Features of application
You should not take Movex simultaneously with penicillin antibiotics - this significantly reduces their absorption, which reduces the effectiveness of such therapy. If you take the tablets together with tetracycline antibiotics, the concentration of active substances in the blood increases.
You should not take Movex together with anticoagulants or glucocorticoids - as a result of a chemical reaction, dangerous components are formed that cause abnormalities in the body's functioning.
Analogs
Movex is a fairly expensive product that is not supplied to all pharmacies. There are its complete analogues, which are no less effective. You can always replace this drug:
- Actinak 100;
- Remisid;
- Ameolin;
- Indomethacin;
- Ketonal.
Remisid
Indomethacin
Ketonal
Reviews
Vasily, 44 years old, Volgograd “When I underwent a health examination, a specialist said that I was developing osteochondrosis. I didn’t think much of it right away, but after a few months I encountered serious pain. I consulted a doctor who advised me to take a course of Movex. After only 3 months I was able to return to a full-fledged lifestyle and got rid of constant nagging pain. I recommend this product to everyone, it really works.”

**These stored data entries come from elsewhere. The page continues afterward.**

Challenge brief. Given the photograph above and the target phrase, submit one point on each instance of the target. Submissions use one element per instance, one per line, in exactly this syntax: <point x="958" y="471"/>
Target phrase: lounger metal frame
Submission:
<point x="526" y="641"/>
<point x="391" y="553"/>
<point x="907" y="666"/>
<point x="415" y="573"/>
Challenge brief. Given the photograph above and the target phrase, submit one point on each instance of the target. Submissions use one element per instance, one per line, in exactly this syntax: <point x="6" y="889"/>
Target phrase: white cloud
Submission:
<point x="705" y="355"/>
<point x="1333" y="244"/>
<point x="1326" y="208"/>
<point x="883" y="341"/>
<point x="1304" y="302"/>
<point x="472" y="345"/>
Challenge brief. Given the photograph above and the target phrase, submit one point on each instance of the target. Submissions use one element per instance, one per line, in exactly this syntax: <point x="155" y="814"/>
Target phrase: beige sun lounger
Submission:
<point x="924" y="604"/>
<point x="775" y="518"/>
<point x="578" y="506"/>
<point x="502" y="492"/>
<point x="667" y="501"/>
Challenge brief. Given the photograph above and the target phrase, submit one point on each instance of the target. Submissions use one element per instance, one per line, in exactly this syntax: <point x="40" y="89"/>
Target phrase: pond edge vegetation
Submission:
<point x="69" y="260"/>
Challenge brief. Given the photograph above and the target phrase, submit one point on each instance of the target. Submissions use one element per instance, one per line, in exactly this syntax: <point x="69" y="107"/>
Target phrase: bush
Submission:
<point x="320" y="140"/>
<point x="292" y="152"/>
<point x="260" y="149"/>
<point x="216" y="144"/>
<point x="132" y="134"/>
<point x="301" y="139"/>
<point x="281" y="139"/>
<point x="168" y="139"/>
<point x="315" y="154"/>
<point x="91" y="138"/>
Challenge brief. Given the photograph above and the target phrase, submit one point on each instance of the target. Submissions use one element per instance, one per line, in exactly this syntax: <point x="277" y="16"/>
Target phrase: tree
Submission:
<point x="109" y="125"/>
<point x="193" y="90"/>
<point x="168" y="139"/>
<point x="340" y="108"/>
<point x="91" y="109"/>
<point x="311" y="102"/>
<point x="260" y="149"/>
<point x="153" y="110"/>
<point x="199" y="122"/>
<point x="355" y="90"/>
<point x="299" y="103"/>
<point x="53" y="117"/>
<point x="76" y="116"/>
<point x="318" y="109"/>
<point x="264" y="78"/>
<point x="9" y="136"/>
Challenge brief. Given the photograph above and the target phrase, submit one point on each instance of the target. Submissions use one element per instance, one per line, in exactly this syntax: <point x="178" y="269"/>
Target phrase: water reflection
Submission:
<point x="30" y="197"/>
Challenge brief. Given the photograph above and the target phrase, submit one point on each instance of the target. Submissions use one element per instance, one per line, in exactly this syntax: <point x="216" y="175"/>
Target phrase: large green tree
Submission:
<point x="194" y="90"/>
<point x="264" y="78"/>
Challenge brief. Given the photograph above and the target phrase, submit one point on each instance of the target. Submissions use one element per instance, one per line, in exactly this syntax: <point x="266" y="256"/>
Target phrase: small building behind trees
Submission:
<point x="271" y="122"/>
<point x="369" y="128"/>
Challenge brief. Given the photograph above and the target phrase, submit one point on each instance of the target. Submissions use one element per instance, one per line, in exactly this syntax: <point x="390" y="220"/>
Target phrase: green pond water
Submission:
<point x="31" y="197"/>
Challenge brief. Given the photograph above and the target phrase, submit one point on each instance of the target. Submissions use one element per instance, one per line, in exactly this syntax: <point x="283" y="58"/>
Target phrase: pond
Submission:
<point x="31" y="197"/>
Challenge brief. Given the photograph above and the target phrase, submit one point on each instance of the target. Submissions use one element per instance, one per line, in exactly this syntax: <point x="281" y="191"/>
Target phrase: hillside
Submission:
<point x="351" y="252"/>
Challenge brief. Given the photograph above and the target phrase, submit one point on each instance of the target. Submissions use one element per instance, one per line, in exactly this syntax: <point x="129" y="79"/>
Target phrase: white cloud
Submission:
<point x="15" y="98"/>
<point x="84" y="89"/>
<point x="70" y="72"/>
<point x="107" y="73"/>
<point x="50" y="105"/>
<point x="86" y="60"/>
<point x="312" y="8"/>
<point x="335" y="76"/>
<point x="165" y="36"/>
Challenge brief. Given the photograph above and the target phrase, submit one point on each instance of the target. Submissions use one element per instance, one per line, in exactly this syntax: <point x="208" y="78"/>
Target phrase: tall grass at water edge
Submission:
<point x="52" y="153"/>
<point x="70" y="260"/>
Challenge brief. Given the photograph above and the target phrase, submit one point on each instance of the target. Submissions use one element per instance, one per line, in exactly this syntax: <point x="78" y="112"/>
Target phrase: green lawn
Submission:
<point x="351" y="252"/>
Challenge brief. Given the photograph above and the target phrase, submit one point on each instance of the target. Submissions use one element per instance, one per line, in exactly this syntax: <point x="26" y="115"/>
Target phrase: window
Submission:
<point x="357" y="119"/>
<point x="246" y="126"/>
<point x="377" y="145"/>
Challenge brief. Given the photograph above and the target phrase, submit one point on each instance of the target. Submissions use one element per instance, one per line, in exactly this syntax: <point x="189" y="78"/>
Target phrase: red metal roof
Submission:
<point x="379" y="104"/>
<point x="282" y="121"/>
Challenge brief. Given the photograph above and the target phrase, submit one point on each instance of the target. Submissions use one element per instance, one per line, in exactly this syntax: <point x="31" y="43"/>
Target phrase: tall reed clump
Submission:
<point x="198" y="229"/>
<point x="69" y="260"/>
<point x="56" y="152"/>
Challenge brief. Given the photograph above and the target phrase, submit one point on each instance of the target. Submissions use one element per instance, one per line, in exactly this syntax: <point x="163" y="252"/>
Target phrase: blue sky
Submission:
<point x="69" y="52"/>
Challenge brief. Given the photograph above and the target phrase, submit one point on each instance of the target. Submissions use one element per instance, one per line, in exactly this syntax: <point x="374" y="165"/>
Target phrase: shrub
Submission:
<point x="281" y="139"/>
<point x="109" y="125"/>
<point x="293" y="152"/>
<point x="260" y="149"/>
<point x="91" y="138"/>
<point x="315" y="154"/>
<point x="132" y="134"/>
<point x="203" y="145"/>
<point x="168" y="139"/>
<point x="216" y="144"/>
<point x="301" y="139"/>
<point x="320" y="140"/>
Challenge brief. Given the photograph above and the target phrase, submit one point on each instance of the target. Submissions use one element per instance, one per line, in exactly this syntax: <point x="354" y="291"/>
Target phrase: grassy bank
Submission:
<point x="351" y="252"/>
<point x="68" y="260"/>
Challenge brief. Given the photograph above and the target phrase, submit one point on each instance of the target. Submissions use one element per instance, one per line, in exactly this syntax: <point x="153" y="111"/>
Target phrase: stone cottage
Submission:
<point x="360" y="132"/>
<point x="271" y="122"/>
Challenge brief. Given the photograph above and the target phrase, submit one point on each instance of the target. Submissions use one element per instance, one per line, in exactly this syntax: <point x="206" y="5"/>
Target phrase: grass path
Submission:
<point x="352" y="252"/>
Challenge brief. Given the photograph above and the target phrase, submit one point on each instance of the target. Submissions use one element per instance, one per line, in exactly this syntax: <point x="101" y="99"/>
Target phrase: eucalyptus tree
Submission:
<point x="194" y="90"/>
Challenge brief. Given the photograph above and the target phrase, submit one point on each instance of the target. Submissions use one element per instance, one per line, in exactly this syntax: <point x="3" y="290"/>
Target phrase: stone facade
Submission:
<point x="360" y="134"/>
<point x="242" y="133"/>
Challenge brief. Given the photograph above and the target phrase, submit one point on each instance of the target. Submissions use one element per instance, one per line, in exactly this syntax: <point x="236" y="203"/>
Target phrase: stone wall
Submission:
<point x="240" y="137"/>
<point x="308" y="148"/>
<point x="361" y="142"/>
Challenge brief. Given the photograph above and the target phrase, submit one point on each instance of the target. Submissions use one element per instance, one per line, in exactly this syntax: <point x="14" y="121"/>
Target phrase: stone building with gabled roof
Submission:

Igor, 36 years old, Voronezh “Several years ago I broke my leg and could not recover for a long time. Even after complete fusion, I continued to limp due to discomfort. The doctor advised me to take Movex. I took these pills for about 3 months, but after a few weeks I felt significant relief. By the first month I was free of pain at rest, and by the end of the second month I was free of discomfort during active activities. The only thing I didn’t like was a slight heartburn after use.”
Overdose
It is possible to reduce side effects.
Symptoms:
There is no typical clinical picture with an overdose of diclofenac. In case of an overdose, the following symptoms may occur: headache, fatigue, vomiting, pain in the epigastric region, gastrointestinal bleeding, diarrhea, confusion, disorientation, awakening, coma, drowsiness, ringing in the ears, uneasiness or judge. In cases of severe illness, acute nicotine deficiency and liver damage may develop.
Likuvannya
Acute withdrawal of non-steroidal anti-inflammatory drugs, including diclofenac, requires supportive visits and symptomatic treatment of conditions such as arterial hypotension, nitric deficiency, vascular disease, damage to the side of the colon. kovy tract, depressed diet. Carrying out special treatments, such as phosphorus diuresis, dialysis or hemoperfusion, does not facilitate the rapid elimination of NSAIDs from the body due to the high level of protein binding and extensive metabolism. In cases of potentially toxic overdose, it is necessary to stagnate the active vugill; In case of potentially unsafe overdose for life, evacuate instead of the tube (click vomit, flush the tube).